For the past 2 decades Prof. Dr. Maznah Ismail and her team at the Laboratory of Molecular Medicine, Institute of Bioscience had concentrated their efforts on conducting research, innovation and commercialization on creating novel nutraceuticals from natural resources for chronic disease prevention and health improvement, understanding their mechanism through nutrigenomics tools and improve absorption and uptake by means of nanotechnology and delivery.
Diseases have always been a part of human existence, and so has the search for remedies, not only to restore health, but also to improve the quality of life. Interest in the medicinal properties of natural products has grown considerably due to concerns about side effects and other adverse effects caused by synthetic compounds. Such interest has yielded a better understanding of the role of nutraceuticals in health promotion and disease prevention.
This realization has resurfaced and has been supported by evidence-based studies that show a direct link between diet and the development of chronic disease. According to WHO, chronic diseases have been known as the leading cause of death in developed countries, and, even in developing countries.
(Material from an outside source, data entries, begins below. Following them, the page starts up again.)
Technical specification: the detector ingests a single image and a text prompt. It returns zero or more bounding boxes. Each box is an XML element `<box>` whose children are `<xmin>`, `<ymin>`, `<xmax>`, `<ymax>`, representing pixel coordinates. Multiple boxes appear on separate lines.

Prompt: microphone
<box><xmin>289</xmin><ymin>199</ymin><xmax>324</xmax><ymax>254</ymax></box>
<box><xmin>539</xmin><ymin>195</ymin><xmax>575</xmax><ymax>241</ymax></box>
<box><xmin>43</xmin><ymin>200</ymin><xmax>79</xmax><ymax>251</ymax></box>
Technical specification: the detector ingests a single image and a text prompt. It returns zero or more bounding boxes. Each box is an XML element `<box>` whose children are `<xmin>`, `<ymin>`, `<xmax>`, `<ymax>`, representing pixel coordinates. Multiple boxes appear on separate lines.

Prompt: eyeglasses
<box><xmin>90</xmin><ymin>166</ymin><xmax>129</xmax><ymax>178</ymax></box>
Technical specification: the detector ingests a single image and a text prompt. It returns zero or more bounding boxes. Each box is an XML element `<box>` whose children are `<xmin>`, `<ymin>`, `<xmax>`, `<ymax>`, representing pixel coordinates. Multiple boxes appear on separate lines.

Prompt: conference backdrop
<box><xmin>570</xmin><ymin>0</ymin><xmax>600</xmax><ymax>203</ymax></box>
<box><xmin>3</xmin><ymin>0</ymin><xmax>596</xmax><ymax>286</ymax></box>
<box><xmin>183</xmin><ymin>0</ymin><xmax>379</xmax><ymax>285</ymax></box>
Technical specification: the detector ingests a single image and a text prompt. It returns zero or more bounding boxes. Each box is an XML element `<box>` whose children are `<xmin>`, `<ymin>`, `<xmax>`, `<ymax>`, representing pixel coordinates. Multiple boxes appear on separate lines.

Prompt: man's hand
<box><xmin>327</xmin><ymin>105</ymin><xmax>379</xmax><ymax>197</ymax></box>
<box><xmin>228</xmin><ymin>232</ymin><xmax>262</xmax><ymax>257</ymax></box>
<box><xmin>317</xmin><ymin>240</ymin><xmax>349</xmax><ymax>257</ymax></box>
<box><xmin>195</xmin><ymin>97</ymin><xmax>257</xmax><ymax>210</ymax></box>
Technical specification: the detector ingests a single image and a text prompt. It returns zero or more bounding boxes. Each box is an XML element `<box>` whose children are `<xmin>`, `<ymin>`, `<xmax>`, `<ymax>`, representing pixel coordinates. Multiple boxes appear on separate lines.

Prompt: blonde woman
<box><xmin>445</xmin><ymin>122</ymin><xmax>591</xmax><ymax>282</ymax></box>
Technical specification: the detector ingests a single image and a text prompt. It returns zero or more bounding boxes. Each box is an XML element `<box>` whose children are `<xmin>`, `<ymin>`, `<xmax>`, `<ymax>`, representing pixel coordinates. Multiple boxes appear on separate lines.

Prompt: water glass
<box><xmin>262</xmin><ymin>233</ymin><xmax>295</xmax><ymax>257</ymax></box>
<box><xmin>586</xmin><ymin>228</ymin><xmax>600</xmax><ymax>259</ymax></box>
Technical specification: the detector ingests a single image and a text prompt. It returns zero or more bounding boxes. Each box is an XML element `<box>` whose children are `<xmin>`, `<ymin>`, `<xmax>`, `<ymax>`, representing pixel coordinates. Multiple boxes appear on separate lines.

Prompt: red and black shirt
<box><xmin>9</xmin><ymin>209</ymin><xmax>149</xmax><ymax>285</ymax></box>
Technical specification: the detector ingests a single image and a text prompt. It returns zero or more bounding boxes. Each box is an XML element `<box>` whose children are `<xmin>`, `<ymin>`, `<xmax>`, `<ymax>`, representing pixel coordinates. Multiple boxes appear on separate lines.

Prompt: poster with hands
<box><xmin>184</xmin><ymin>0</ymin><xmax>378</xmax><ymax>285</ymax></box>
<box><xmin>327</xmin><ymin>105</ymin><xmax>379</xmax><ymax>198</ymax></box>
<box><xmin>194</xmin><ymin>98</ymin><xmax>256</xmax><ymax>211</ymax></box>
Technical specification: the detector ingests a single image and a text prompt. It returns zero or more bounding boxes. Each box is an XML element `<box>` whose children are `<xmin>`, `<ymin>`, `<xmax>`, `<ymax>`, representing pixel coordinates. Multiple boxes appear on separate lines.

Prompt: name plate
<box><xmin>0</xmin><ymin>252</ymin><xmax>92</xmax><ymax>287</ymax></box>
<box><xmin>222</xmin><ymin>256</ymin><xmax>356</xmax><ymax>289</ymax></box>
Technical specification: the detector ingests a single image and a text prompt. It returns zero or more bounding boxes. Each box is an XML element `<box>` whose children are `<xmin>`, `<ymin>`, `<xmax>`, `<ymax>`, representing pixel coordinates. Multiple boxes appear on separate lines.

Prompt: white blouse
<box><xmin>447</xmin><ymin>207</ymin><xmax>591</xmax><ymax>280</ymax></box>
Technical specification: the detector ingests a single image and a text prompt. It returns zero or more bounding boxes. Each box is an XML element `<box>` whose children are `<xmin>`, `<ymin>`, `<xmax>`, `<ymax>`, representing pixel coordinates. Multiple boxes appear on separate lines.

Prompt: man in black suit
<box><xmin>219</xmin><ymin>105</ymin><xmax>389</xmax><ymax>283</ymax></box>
The unbearable effects of chronic diseases, even when they do not lead to death, have significant impacts on individuals, families and the economies of nations.
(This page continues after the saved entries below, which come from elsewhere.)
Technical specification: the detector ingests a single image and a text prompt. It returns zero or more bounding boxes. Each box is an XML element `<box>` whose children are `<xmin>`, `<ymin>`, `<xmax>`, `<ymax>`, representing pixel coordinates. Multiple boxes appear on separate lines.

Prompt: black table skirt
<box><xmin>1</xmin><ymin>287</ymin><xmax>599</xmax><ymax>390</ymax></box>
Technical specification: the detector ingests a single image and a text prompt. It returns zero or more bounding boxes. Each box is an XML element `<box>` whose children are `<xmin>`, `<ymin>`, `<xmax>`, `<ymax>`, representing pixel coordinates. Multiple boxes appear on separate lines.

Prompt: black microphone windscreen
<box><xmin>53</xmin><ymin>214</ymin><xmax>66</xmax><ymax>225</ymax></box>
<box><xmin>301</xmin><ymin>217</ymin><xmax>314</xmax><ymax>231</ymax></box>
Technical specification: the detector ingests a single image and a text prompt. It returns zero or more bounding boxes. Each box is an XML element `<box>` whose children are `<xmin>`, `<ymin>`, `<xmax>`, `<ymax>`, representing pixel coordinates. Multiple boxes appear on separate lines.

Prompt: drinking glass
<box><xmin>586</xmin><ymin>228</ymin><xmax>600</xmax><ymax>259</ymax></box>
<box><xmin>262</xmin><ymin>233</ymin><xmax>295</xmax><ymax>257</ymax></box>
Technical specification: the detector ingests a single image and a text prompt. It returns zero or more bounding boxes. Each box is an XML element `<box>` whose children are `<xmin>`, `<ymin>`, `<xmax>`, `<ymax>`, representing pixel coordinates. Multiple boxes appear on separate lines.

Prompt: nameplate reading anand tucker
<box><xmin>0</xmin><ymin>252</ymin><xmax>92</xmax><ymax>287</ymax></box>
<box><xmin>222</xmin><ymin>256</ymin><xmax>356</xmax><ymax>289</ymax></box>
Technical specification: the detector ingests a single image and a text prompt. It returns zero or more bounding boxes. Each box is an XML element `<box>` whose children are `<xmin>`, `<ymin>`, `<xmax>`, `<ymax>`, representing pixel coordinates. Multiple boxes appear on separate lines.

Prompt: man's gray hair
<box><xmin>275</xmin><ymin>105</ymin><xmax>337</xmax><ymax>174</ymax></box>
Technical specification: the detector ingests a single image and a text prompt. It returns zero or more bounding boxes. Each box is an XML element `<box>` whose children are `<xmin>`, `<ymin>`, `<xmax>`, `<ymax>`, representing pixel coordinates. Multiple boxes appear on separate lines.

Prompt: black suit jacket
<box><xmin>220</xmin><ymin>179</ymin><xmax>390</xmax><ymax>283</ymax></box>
Nutrition research previously focused on the deficiency over the last decade due to an increasing awareness of the interaction of food and its constituents with macromolecules at different molecular levels. This is largely what has given birth to the field of nutrigenomics, which focuses on the interactions at the diet-genome interface. The basis for nutrigenomic studies is that dietary components act as signals that convey information about the diet and its components to cell at different levels to change gene and protein expression and metabolite production in accordance with the level of nutrients sensed by the cell. Dietary signatures are thought to underlie the health benefits of plant bioactive compounds, commonly referred as nutraceuticals.
Germinated brown rice
Germinated brown rice (GBR) is unpolished brown rice that has been allowed to germinate to improve the flavor and texture, and to increase levels of bioactives such as γ-aminobutyric acid (GABA), acylated steryl glucoside (ASG) and ferulates.
Germinated brown rice
GBR has many functional effects, including antidiabetic, cardiovascular diseases (CVD), antioxidant, weight reducing, hypocholesterolemic, antidepressant, cognitive-enhancing, hepatoprotective, immunomodulatory properties, menopause-related problems and Alzheimer’s disease. GBR may serve as an efficient alternative to white rice, and as an adjuvant for the management of many chronic diseases, especially when consumed on a long term to provide continuous supply of bioactives.
Bioactive-rich fraction as nutraceuticals
Bioactive-rich fractions claimed that food and not nutrients is the fundamental unit in nutrition. Through synergy of bioactive compounds in food, better nutritive value is derived than what individual nutrients would provide. Lead bioactive compounds in the presence of other metabolites, even in small compound, will produce more beneficial effects.
Nigella sativa volatile oil is known to be rich in thymoquionone(TQ). TQ reported possesses multiple health-beneficial activities, including anti-tumor, anti-inflammatory, anti-bacterial, anti-diabetic, anti-hypertensive, hyperglycemic, anti-oxidative and imuno-modulation activities.
Another potential bioactive-rich fraction is curculigoside-cinnamic acid-rich fraction from Molineria latifolia rhizome that can function as an antioxidant therapeutic agent. Vanillin rich fraction extracted from vanilla pods can upregulate LDLR and downregulate HMGCR, and also has anti-carcinogenic activity in azoxymethane induced colon cancer in rats. Oryzanol rich fraction (ORF) extracted from rice bran has been reported to contribute to multiple health beneficial activities including reduction of cholesterol levels, and antioxidant functions.